Alacaklı tarafından borçlu aleyhine başlatılan ilamlı takipte borçlunun icra mahkemesine başvurusunda sair itirazlarının yanı sıra; takip dayanağı ilamda davalı olarak Tek-al Gmbh gösterildiğini, hükmünde bu şirket aleyhine kurulduğunu, buna rağmen icra emrinde borçlu olarak Tek-al Gmbh ve Aydın Yardımcı’nın gösterildiğini ilamda borçlu sıfatı olmadığından icranın geri bırakılmasını talep ettiği, ilk derece mahkemesi tarafından şikayetin reddine karar verildiği,borçlunun istinaf başvurusu üzerine Bölge Adliye Mahkemesince, istinaf başvurusunun esastan reddine karar verildiği, şikayetçi borçlu tarafından temyiz talebinde bulunulduğu anlaşılmıştır.

TTK’nun 105. maddesinin birinci bendi ile “Acente, aracılıkta bulunduğu veya yaptığı sözleşmelerle ilgili her türlü ihtar, ihbar ve protesto gibi hakkı koruyan beyanları müvekkili adına yapmaya ve bunları kabule yetkilidir.” Aynı maddenin ikinci bendi ile de “Bu sözleşmelerden doğacak uyuşmazlıklardan dolayı acente, müvekkili adına dava açabileceği gibi, kendisine karşı da aynı sıfatla dava açılabilir.

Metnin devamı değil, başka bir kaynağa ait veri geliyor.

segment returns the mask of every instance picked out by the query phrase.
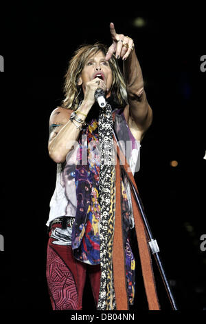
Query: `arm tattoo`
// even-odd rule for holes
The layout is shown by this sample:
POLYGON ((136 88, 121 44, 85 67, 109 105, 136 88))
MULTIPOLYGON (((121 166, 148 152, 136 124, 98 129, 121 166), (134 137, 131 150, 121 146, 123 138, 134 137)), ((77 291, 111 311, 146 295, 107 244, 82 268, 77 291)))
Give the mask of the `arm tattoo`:
MULTIPOLYGON (((49 136, 50 136, 52 132, 56 128, 58 128, 58 127, 59 127, 59 126, 62 126, 62 125, 63 125, 63 124, 62 124, 62 123, 57 123, 57 124, 54 123, 54 124, 50 125, 49 128, 49 136)), ((56 134, 58 134, 58 132, 55 132, 55 133, 56 133, 56 134)), ((49 140, 50 140, 50 139, 49 139, 49 140)))

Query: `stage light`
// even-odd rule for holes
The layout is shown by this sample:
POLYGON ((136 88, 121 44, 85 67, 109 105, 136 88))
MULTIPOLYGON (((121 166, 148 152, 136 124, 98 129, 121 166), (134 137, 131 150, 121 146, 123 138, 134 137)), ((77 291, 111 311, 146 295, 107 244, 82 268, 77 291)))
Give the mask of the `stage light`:
POLYGON ((137 28, 141 28, 142 27, 145 27, 146 25, 146 20, 141 17, 137 17, 133 20, 133 26, 137 27, 137 28))
POLYGON ((170 161, 170 165, 171 165, 171 167, 172 167, 172 168, 176 168, 176 167, 177 167, 177 165, 178 165, 178 162, 177 162, 177 161, 175 161, 175 160, 170 161))

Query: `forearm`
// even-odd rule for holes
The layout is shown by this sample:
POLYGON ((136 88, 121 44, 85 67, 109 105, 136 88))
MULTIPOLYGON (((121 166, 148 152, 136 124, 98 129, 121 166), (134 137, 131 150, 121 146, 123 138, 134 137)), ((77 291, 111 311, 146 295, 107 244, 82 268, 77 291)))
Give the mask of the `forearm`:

Yabancı tacirler adına acentelik yapanlar hakkındaki sözleşmelerde yer alan, bu hükme aykırı şartlar geçersizdir.” hükümleri öngörülmüştür. Acente, namına dava açabileceği gibi kendisine karşı da aynı sıfatla dava açılabilir.

Takibe konu İstanbul 8.Asliye Ticaret Mahkemesinin 26.03.2004 tarih ve 2000/93E. – 2004/363 K. sayılı kararında davalı olarak Tek- al Gmbh’nin gösterildiği, alacaklı tarafından başlatılan takipte ise borçlu olarak Tek- al Gmbh(A. Yardımcı)’nın gösterildiği anlaşılmaktadır.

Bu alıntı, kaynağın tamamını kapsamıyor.